Here's the 165-line (now that I added the final state checks), 7-state machine, that should be able to detect errors in quoting, parentheses, braces, brackets, and comments. I think it looks clean, and should be maintainable (although I should definitely add comments explaining the intent behind each code block), but make up your own mind:
Code:
#include <stdio.h>
#define MAX_ACTIVES 1024
enum comment_states {
NORMAL_CODE = 0,
SINGLE_QUOTED,
DOUBLE_QUOTED,
AFTER_SLASH,
CPP_COMMENT,
C_COMMENT,
C_COMMENT_ASTERISK
};
static unsigned long line = 1UL;
static inline int next(void)
{
int c;
c = getc(stdin);
if (c == '\n') {
line++;
c = getc(stdin);
if (c != '\r') {
ungetc(c, stdin);
fputc('\n', stdout);
} else
fputs("\n\r", stdout);
return '\n';
} else
if (c == '\r') {
line++;
c = getc(stdin);
if (c != '\n') {
ungetc(c, stdin);
fputc('\r', stdout);
} else
fputs("\r\n", stdout);
return '\n';
} else
if (c != EOF) {
fputc(c, stdout);
return c;
}
return EOF;
}
static inline int pair(const int c)
{
switch (c) {
case '(': return ')';
case ')': return '(';
case '[': return ']';
case ']': return '[';
case '{': return '}';
case '}': return '{';
default: return '\0';
}
}
int main(void)
{
enum comment_states state = NORMAL_CODE;
char active[MAX_ACTIVES];
int actives = 0;
int c;
while (EOF != (c = next()))
switch (state) {
case AFTER_SLASH:
if (c == '/') {
state = CPP_COMMENT;
break;
} else
if (c == '*') {
state = C_COMMENT;
break;
}
state = NORMAL_CODE;
case NORMAL_CODE:
if (c == '/')
state = AFTER_SLASH;
else
if (c == '"')
state = DOUBLE_QUOTED;
else
if (c == '\'')
state = SINGLE_QUOTED;
else
if (c == '(' || c == '[' || c == '{') {
if (actives >= MAX_ACTIVES) {
fprintf(stderr, "Line %lu: Too deep nesting.\n", line);
return 1;
}
active[actives++] = c;
} else
if (c == ')' || c == ']' || c == '}') {
if (actives < 1)
fprintf(stderr, "Line %lu: '%c' without a prior '%c'.\n", line, c, pair(c));
else
if (active[actives - 1] != pair(c))
fprintf(stderr, "Line %lu: '%c', but expected '%c'.\n", line, c, pair(active[actives - 1]));
else
actives--;
} else
break;
case SINGLE_QUOTED:
if (c == '\\')
next();
else
if (c == '\'')
state = NORMAL_CODE;
break;
case DOUBLE_QUOTED:
if (c == '\\')
next();
else
if (c == '\"')
state = NORMAL_CODE;
break;
case CPP_COMMENT:
if (c == '\n')
state = NORMAL_CODE;
break;
case C_COMMENT:
if (c == '*')
state = C_COMMENT_ASTERISK;
break;
case C_COMMENT_ASTERISK:
if (c == '/')
state = NORMAL_CODE;
else
if (c != '*')
state = C_COMMENT;
break;
}
if (state == C_COMMENT || state == C_COMMENT_ASTERISK)

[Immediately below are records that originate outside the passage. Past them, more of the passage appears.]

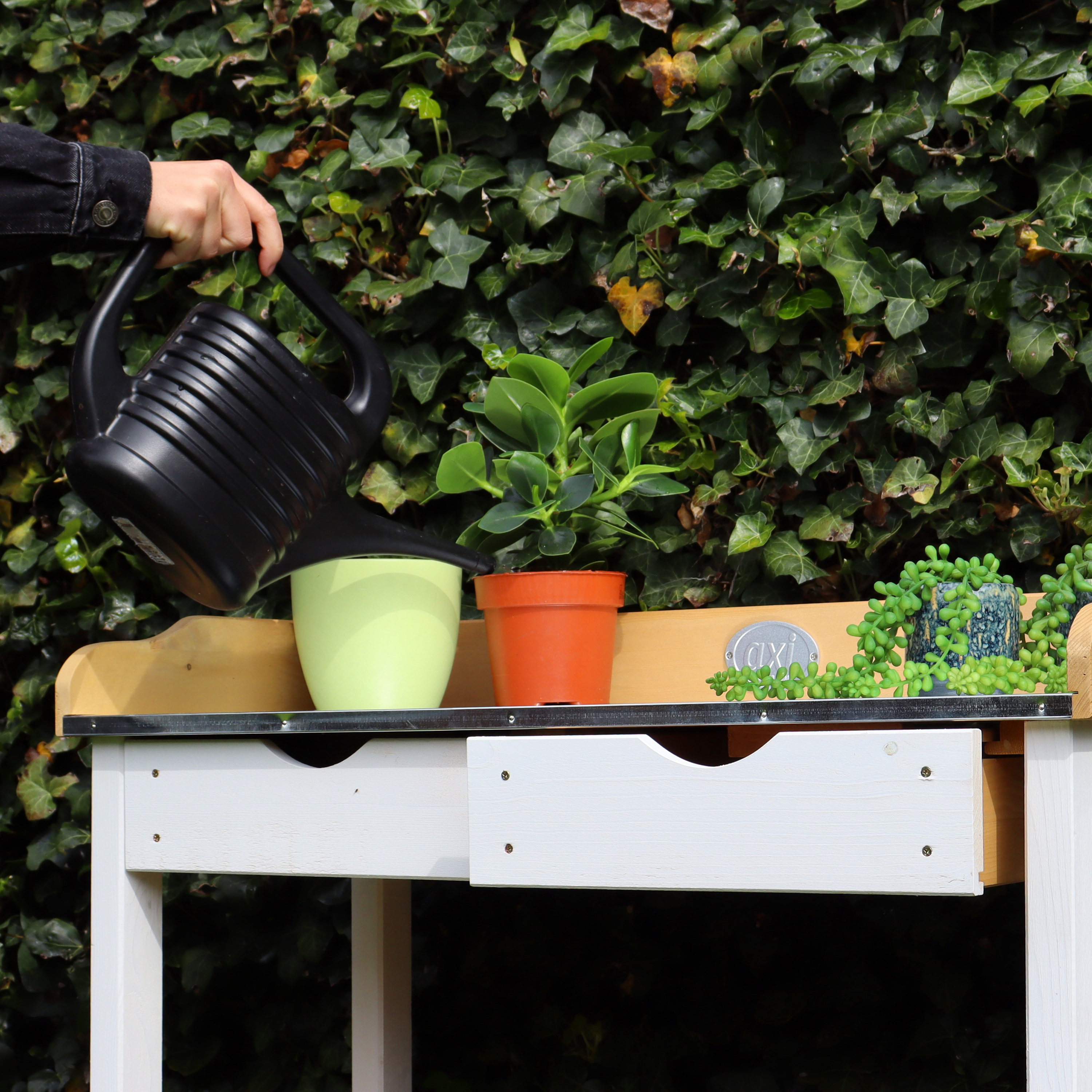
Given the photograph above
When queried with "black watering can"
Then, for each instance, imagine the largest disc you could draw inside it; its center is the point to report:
(225, 459)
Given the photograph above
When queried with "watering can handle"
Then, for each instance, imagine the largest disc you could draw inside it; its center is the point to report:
(100, 383)
(369, 399)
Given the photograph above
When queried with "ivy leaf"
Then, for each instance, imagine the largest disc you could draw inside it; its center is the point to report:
(822, 523)
(452, 176)
(52, 938)
(37, 789)
(802, 444)
(764, 198)
(540, 199)
(982, 76)
(459, 253)
(749, 533)
(979, 440)
(574, 145)
(894, 202)
(403, 440)
(576, 30)
(193, 52)
(1032, 342)
(847, 260)
(876, 130)
(1065, 186)
(420, 366)
(586, 196)
(911, 479)
(840, 387)
(383, 484)
(557, 71)
(1015, 443)
(786, 556)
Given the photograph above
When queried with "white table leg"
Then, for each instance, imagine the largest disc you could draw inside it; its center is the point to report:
(126, 944)
(1059, 893)
(381, 980)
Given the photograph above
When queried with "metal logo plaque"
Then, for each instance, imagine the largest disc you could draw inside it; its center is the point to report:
(772, 645)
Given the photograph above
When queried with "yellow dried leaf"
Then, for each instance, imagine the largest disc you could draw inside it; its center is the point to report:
(1028, 242)
(672, 77)
(635, 305)
(856, 347)
(656, 13)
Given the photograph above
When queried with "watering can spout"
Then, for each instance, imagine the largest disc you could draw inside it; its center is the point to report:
(344, 529)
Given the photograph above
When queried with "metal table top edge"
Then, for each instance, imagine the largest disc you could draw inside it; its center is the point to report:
(657, 717)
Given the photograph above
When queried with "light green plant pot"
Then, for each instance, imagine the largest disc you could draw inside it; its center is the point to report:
(377, 633)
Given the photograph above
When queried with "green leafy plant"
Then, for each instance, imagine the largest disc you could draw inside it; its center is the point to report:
(564, 457)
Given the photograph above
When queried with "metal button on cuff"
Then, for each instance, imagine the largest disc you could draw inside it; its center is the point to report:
(105, 213)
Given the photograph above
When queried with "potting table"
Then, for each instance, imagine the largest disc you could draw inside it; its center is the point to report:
(209, 757)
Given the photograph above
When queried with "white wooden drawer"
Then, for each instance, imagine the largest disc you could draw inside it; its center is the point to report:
(810, 812)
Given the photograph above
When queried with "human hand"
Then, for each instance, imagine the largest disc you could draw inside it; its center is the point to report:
(207, 210)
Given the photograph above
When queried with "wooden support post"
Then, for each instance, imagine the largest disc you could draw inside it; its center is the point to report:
(126, 944)
(1059, 893)
(381, 985)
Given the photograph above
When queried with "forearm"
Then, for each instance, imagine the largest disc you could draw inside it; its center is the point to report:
(59, 196)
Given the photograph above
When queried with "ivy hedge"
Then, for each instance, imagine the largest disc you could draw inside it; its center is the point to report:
(850, 240)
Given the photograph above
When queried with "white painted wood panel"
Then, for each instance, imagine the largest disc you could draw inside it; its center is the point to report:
(126, 944)
(383, 1036)
(1059, 893)
(397, 808)
(808, 812)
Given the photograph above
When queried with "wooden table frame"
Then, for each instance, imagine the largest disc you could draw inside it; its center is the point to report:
(154, 811)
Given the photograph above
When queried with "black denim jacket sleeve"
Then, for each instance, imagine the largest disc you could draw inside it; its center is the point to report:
(57, 196)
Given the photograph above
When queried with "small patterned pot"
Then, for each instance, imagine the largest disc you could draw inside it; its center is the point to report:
(992, 632)
(1084, 599)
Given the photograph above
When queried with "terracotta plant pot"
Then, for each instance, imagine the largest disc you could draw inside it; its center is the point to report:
(551, 635)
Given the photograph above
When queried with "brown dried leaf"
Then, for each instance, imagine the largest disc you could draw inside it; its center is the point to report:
(662, 240)
(656, 13)
(672, 77)
(1028, 242)
(876, 513)
(635, 305)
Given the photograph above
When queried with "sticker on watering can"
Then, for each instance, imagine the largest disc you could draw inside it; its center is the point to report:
(771, 645)
(142, 540)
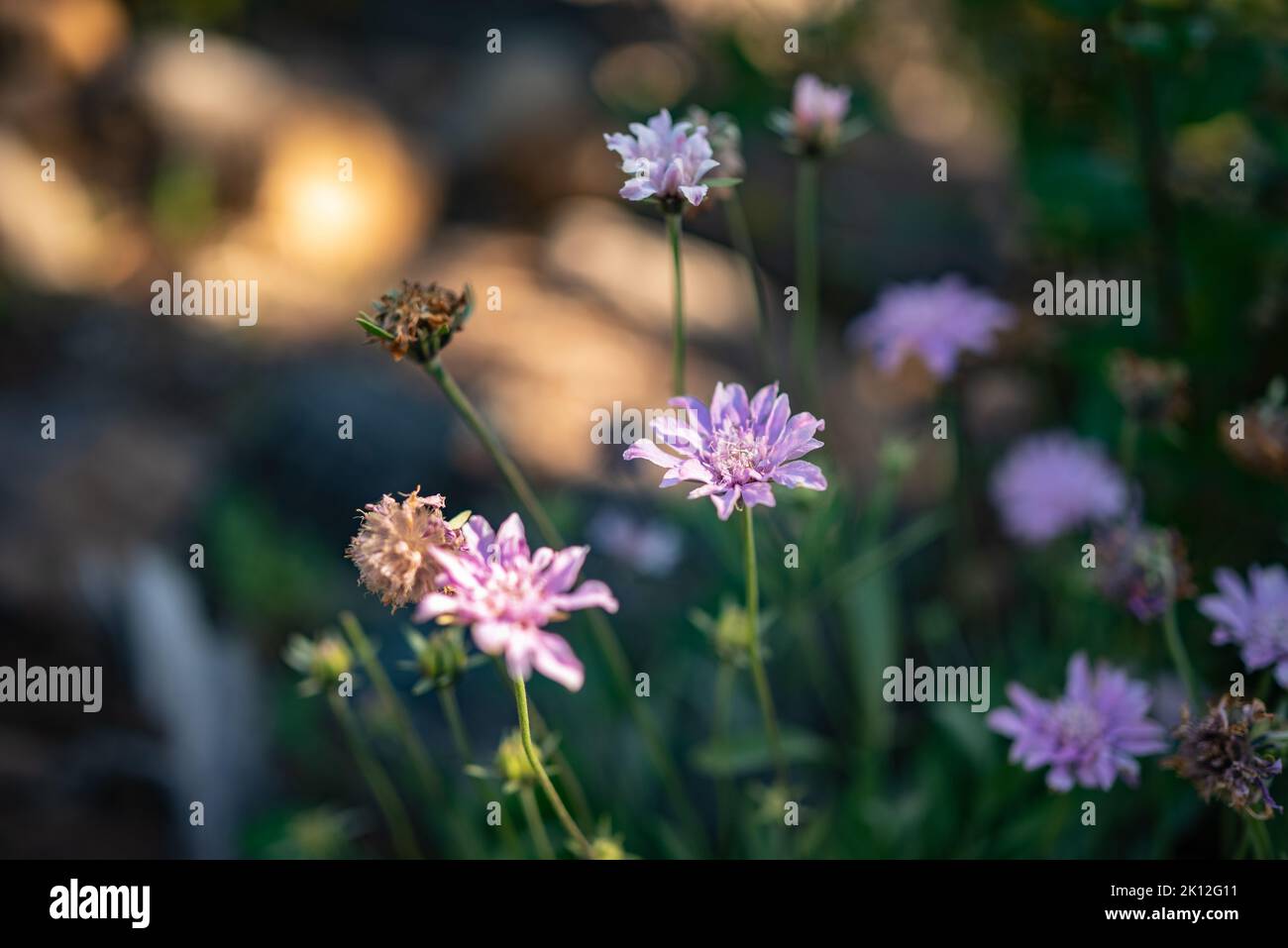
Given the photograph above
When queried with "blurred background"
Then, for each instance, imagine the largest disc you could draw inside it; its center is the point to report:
(490, 168)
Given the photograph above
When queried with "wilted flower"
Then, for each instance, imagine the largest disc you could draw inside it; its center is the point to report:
(507, 595)
(935, 321)
(321, 661)
(393, 544)
(1225, 755)
(439, 659)
(668, 159)
(652, 548)
(417, 320)
(1090, 736)
(737, 449)
(816, 121)
(1054, 481)
(1253, 617)
(1151, 391)
(1141, 567)
(1263, 446)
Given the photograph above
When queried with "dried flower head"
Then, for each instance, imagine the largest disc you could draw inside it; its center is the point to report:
(669, 161)
(1141, 567)
(509, 594)
(1151, 391)
(1263, 446)
(391, 548)
(1227, 755)
(737, 450)
(1252, 616)
(417, 320)
(1090, 736)
(321, 661)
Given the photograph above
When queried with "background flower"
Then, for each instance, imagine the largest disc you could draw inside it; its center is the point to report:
(1051, 483)
(507, 595)
(1090, 736)
(1252, 616)
(935, 322)
(738, 449)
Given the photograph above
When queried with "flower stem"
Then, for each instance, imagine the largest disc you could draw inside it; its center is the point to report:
(805, 326)
(741, 235)
(758, 661)
(532, 813)
(452, 712)
(605, 639)
(1179, 657)
(381, 788)
(420, 760)
(673, 232)
(520, 699)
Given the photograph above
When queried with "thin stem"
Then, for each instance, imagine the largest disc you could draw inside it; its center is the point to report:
(452, 712)
(532, 813)
(605, 639)
(741, 235)
(678, 343)
(420, 760)
(1179, 657)
(805, 326)
(758, 662)
(381, 788)
(520, 699)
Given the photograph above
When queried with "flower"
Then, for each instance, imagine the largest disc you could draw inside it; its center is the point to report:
(1150, 391)
(1090, 736)
(393, 544)
(1054, 481)
(666, 158)
(1225, 755)
(1141, 567)
(417, 320)
(737, 449)
(507, 595)
(1252, 616)
(935, 321)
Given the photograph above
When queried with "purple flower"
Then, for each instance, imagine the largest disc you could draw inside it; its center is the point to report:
(1089, 736)
(668, 159)
(934, 321)
(737, 449)
(1054, 481)
(507, 595)
(818, 110)
(1252, 616)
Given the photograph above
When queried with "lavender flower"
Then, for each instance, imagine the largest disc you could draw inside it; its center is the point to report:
(737, 449)
(1090, 736)
(1054, 481)
(666, 158)
(1227, 755)
(936, 322)
(1252, 616)
(507, 595)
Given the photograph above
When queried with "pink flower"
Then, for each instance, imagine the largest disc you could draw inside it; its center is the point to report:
(507, 595)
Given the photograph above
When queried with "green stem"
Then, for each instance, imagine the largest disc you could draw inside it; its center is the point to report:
(605, 639)
(1179, 657)
(741, 235)
(805, 326)
(520, 699)
(532, 813)
(758, 661)
(678, 343)
(420, 760)
(381, 788)
(452, 712)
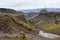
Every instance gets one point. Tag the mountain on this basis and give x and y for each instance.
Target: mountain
(6, 10)
(39, 9)
(47, 21)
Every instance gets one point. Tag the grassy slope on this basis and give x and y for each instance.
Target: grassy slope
(47, 23)
(16, 22)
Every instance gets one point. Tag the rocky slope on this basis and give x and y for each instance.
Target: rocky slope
(47, 21)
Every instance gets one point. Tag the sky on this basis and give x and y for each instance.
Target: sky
(29, 4)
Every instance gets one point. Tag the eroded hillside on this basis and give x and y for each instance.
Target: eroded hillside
(13, 23)
(47, 21)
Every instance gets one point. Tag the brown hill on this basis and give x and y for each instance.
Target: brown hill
(47, 21)
(14, 23)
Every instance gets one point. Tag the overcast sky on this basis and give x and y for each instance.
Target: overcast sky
(29, 4)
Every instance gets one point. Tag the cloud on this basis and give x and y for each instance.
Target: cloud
(29, 4)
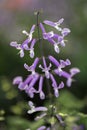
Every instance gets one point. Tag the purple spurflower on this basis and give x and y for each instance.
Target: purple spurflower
(46, 35)
(55, 24)
(20, 47)
(32, 67)
(67, 75)
(42, 95)
(59, 65)
(30, 34)
(31, 49)
(36, 109)
(55, 86)
(45, 69)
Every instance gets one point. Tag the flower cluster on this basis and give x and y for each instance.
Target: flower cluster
(28, 45)
(45, 64)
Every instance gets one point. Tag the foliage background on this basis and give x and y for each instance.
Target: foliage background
(17, 15)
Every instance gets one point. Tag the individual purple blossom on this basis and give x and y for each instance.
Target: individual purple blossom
(55, 24)
(30, 90)
(46, 35)
(20, 47)
(30, 34)
(31, 49)
(45, 68)
(55, 86)
(65, 32)
(42, 95)
(40, 116)
(44, 128)
(59, 65)
(67, 75)
(32, 67)
(35, 109)
(17, 80)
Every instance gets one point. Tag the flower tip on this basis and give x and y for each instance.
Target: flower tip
(17, 80)
(13, 43)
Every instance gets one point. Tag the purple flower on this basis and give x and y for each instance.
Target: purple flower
(55, 86)
(55, 24)
(30, 90)
(21, 47)
(35, 109)
(31, 49)
(59, 65)
(42, 128)
(42, 95)
(32, 67)
(30, 33)
(65, 32)
(46, 35)
(68, 76)
(45, 68)
(17, 80)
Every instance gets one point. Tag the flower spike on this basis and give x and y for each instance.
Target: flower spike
(45, 68)
(29, 34)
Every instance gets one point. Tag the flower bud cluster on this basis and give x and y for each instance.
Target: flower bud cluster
(29, 84)
(28, 45)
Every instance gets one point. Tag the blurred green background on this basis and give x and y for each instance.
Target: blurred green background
(18, 15)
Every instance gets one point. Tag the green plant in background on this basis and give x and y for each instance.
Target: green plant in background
(61, 112)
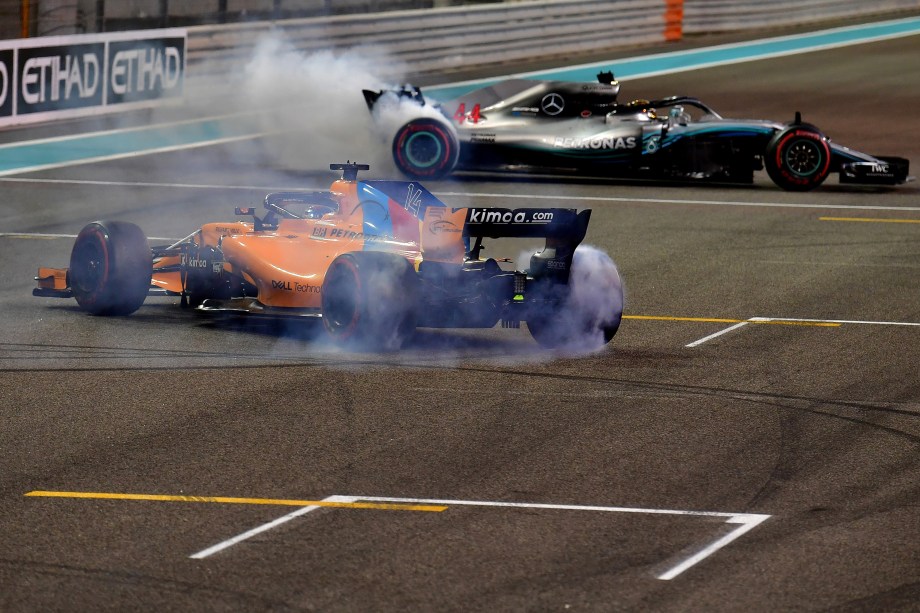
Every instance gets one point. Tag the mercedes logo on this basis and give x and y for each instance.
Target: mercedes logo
(552, 104)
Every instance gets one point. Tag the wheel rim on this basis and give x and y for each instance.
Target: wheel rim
(91, 273)
(804, 158)
(423, 149)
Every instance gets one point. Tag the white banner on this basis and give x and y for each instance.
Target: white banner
(69, 76)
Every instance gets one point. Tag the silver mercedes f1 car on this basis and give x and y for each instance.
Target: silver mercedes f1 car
(522, 125)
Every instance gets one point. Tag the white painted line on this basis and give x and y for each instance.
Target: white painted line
(748, 521)
(204, 553)
(840, 321)
(717, 334)
(780, 205)
(540, 505)
(28, 235)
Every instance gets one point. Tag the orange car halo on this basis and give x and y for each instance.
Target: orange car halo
(374, 259)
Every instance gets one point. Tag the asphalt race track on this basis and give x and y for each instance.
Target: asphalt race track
(747, 442)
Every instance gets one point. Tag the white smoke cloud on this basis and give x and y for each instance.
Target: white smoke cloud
(592, 309)
(313, 104)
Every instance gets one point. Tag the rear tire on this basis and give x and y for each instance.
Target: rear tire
(587, 314)
(798, 158)
(425, 149)
(369, 300)
(110, 268)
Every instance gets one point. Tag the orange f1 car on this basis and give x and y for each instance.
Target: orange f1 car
(373, 259)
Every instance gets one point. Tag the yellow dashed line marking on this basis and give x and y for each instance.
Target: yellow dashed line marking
(383, 506)
(869, 219)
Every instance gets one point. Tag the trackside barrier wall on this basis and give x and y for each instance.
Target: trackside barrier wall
(437, 41)
(710, 16)
(445, 40)
(57, 77)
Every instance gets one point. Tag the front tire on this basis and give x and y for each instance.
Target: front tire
(425, 149)
(369, 300)
(110, 268)
(798, 158)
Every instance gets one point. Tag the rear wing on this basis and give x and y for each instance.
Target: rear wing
(563, 229)
(568, 225)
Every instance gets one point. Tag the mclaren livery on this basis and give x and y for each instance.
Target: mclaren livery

fprintf(stderr, "Line %lu: Expected end of comment */ before end of input.\n", line);
else
if (state == DOUBLE_QUOTED)
fprintf(stderr, "Line %lu: Expected '\"' before end of input.\n", line);
else
if (state == SINGLE_QUOTED)
fprintf(stderr, "Line %lu: Expected '\'' before end of input.\n", line);
while (actives > 0)
fprintf(stderr, "Line %lu: Expected '%c' before end of input.\n", line, pair(active[--actives]));
return 0;
}
Edited to add the nine if-else lines near the end. I forgot to verify that the state is sane at end of input.
Also, please remember I wrote the above for testing purposes only. I did not intend to show it at all to anyone, just decided to show it because I'm stupid.